ABN Amro Jumps as Profit Beats Estimates; CEO Eyes Cost Cuts

  • Bank plans to slash expenses by 25%, partly by shedding jobs
  • Dutch company has already surpassed some of its targets

ABN Amro Group NV rose the most in six months after second-quarter profit beat estimates and Chief Executive Officer Gerrit Zalm announced a plan to cut costs by about 200 million euros ($225 million).

Underlying net income climbed 10 percent to 662 million euros from a year earlier, the Amsterdam-based bank said in a statement on Wednesday. That beat the market consensus of 592 million euros, according to a note by ING Groep NV. The company took a legal provision of 271 million euros in the period.

While some of Europe’s largest banks have scrapped their financial targets and reported a drop in earnings, ABN Amro has already surpassed some of its goals. Zalm on Wednesday said that the lender will seek to cut costs by 25 percent through measures such as job cuts and reiterated a plan to increase the dividend payout ratio to 50 percent in 2017.

“One has to think about finance, risk and human resources,” the CEO said at a press conference when asked about where job cuts may fall. “There’s little room to reduce compliance, because of regulatory demands.”

ABN Amro rose as much as 6.2 percent, the biggest intraday increase since Feb. 10, and was up 3.8 percent at 17.73 euros as of 1:08 p.m. The shares have dropped about 14 percent this year, partly hurt by a wider selloff after the U.K.’s decision to leave the European Union.

Net interest income, the bank’s main source of revenue, rose 5 percent to 1.58 billion euros. Loan-impairment charges increased to 54 million euros from 34 million euros a year earlier.

“Net interest income and risk costs surprised positively,” Albert Ploegh, an analyst at ING Groep NV, wrote in a note to clients.

ING, the Dutch lender investing in financial technology to reduce personnel expenses and branch costs, said earlier this month that second-quarter profit more than tripled to 1.3 billion euros, boosted by lending income and lower provisions for loan losses.

Cost Control

ABN Amro’s operating expenses were little changed at 1.3 billion euros in the second quarter, with the underlying cost to income ratio, a measure of profitability, at 57.2 percent. The bank will pay an interim dividend of 40 cents per share.

The results were lifted by “low impairment charges and an improving net interest margin, which is rare in the current low-yield environment,” NIBC Markets analyst Marcell Houben said in a note on Wednesday. He has a neutral rating on the bank.

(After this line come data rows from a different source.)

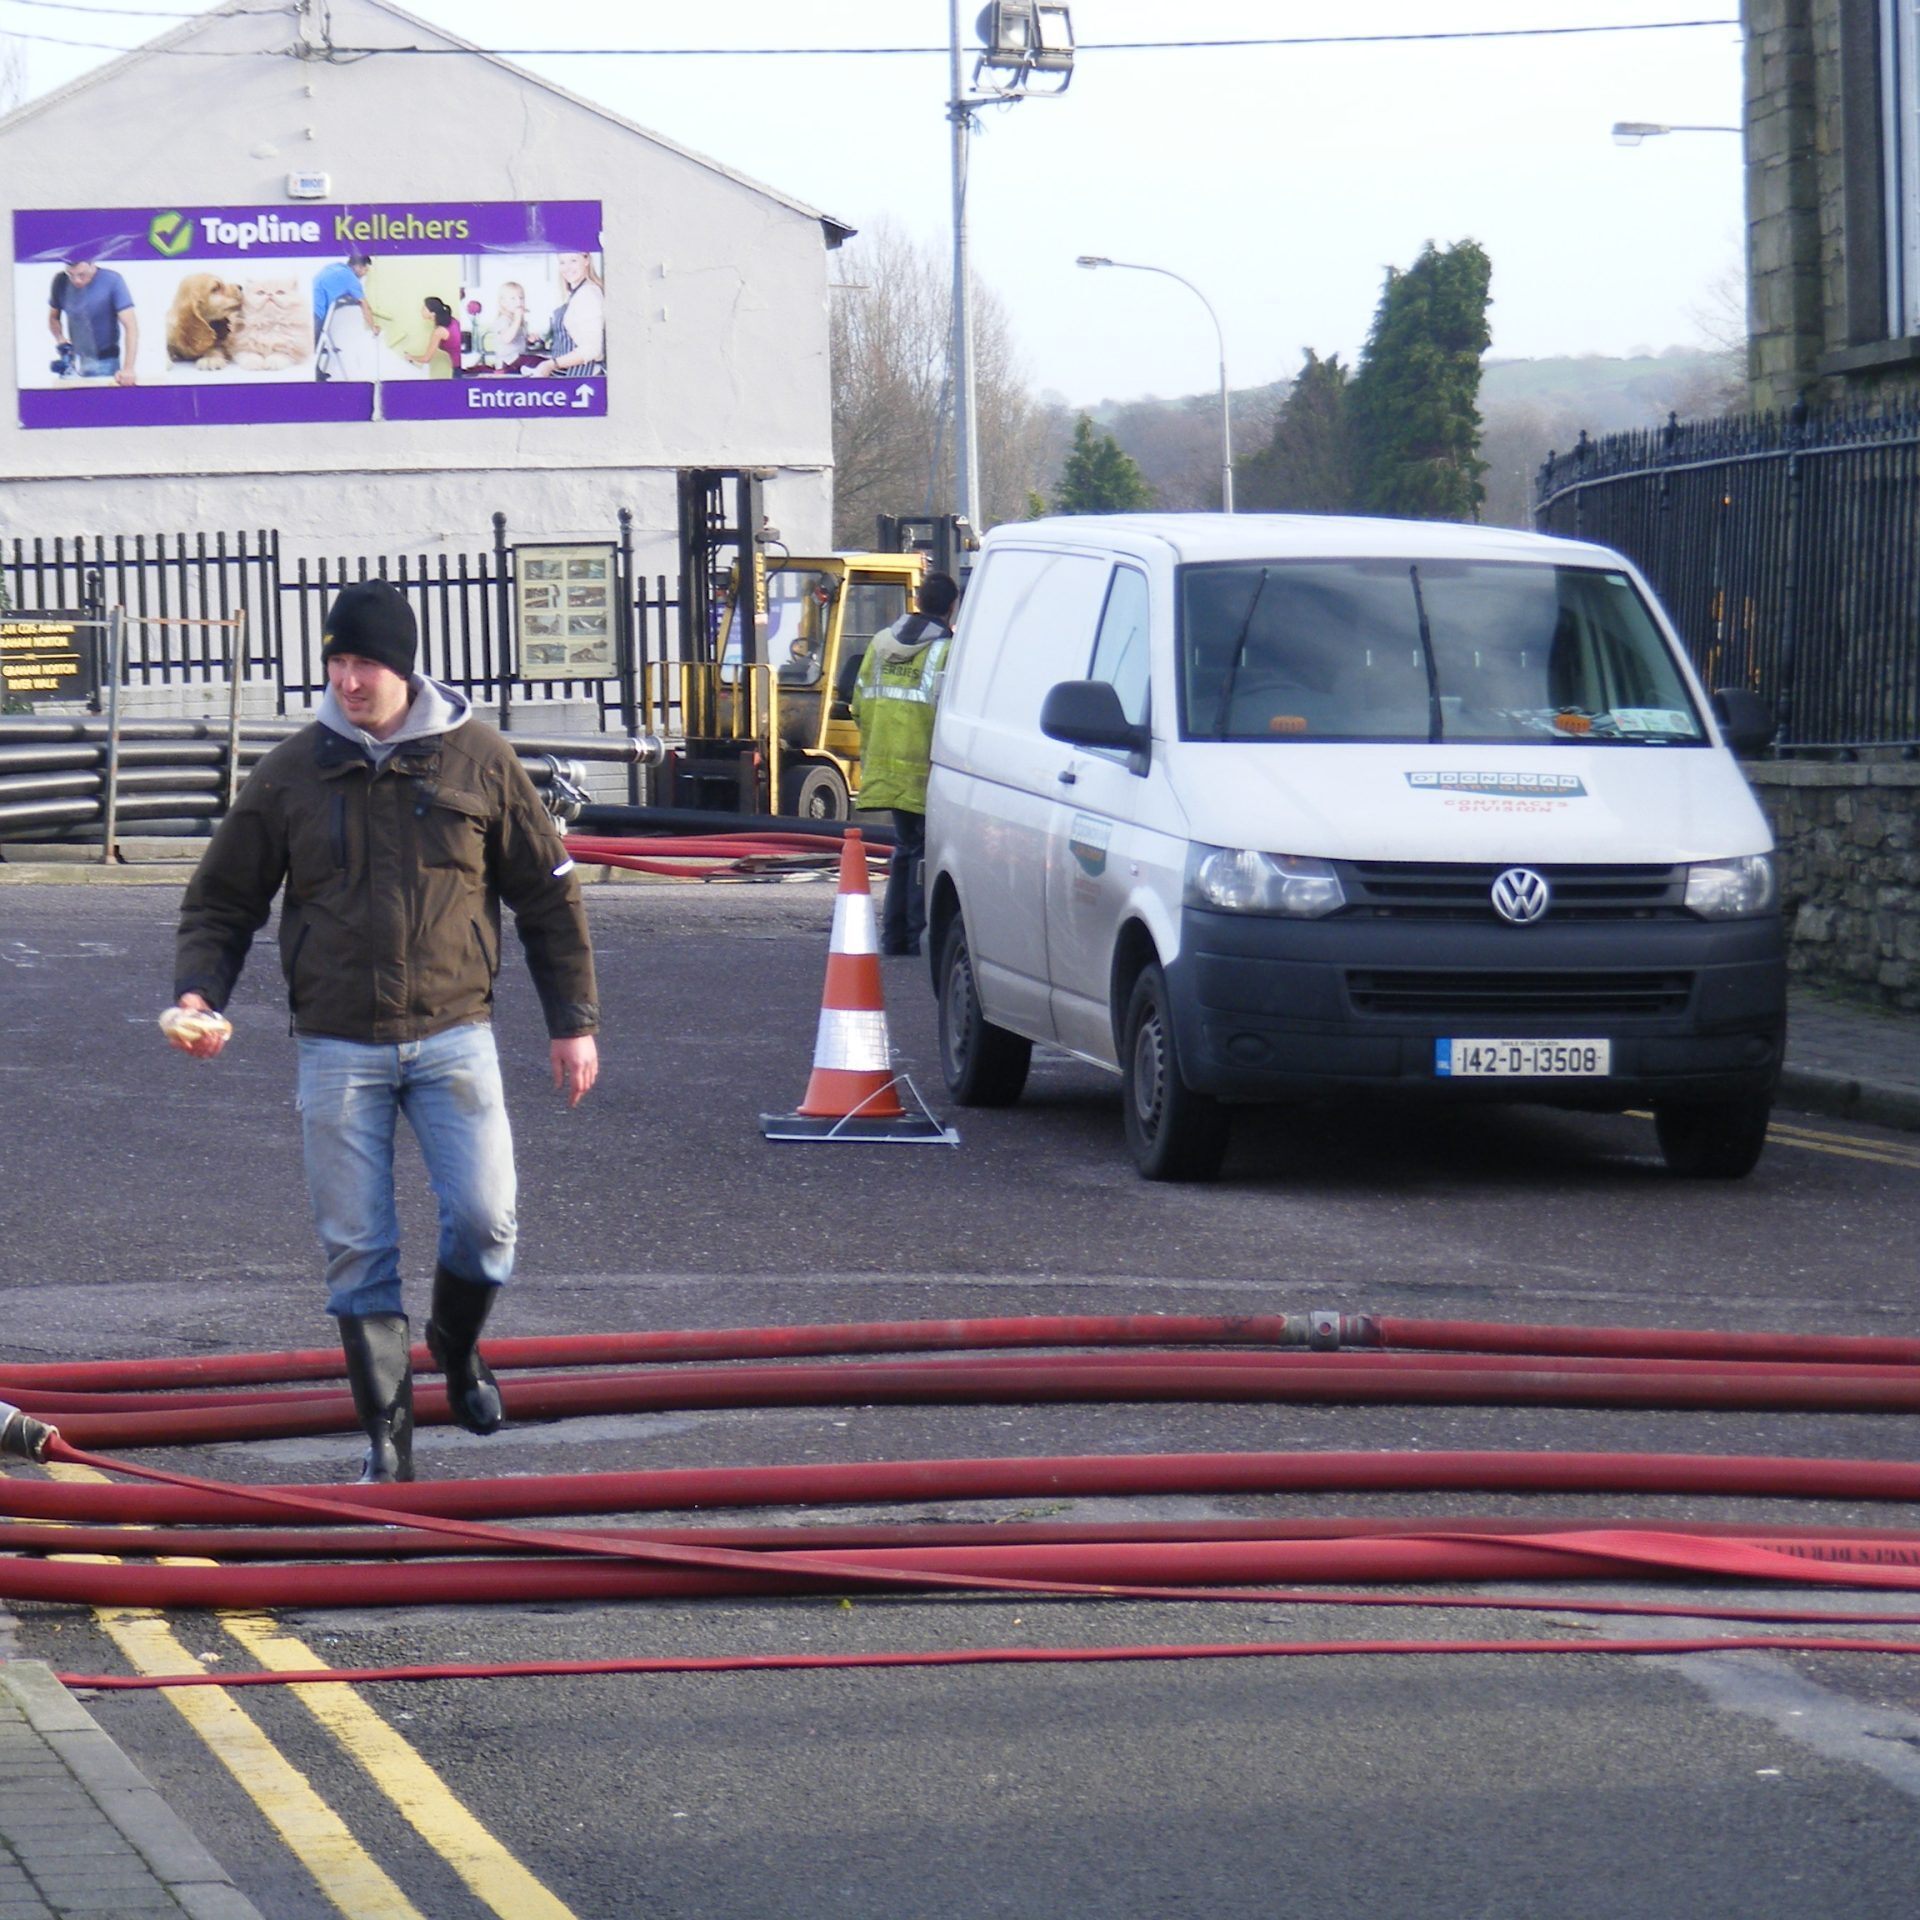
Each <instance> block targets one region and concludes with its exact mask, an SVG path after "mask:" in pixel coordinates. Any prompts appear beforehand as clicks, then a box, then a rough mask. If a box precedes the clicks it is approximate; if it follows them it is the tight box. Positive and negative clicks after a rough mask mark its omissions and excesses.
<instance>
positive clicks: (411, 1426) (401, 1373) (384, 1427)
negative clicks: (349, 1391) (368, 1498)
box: [340, 1313, 413, 1486]
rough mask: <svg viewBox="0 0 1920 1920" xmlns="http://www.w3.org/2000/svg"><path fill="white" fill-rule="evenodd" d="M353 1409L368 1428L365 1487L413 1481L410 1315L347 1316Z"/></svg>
mask: <svg viewBox="0 0 1920 1920" xmlns="http://www.w3.org/2000/svg"><path fill="white" fill-rule="evenodd" d="M340 1346H342V1350H344V1352H346V1356H348V1382H349V1384H351V1388H353V1411H355V1413H357V1415H359V1419H361V1427H365V1428H367V1440H369V1442H371V1444H369V1448H367V1465H365V1467H363V1469H361V1484H363V1486H367V1484H371V1482H382V1480H411V1478H413V1365H411V1359H409V1356H411V1352H413V1331H411V1329H409V1327H407V1315H405V1313H342V1315H340Z"/></svg>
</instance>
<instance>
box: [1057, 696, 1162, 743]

ABN Amro reported a return on equity of 15.1 percent and a common equity Tier 1 ratio, a measure of financial strength, of 16.2 percent, 2 percentage points above the current target for next year.

The lender made provisions in the quarter to compensate clients for interest-rate swaps that backfired. Six banks sold almost 18,000 swaps to small- and medium-sized Dutch businesses between 2005 and 2010. The derivatives, designed to protect against interest-rate increases, caused financial hardship for many when the economic climate changed in the financial crisis.

Capital Buffers

European lenders have been under pressure to raise their capital buffers as regulators toughened scrutiny of riskier assets to avoid a repeat of the global financial crisis that sparked a series of bailouts. Once one of the world’s largest banks, ABN Amro was transformed under state ownership into a consumer lender focused on the Netherlands. The state sold 23 percent of the bank in an initial public offering in November.

The company will publish new financial targets once regulators “give more clarity” on so-called Basel IV rules, according to Zalm. The CEO referred to a set of regulatory requirements from the Basel Committee on Banking Supervision, some of which have already been decided on. Others are set to be announced later this year.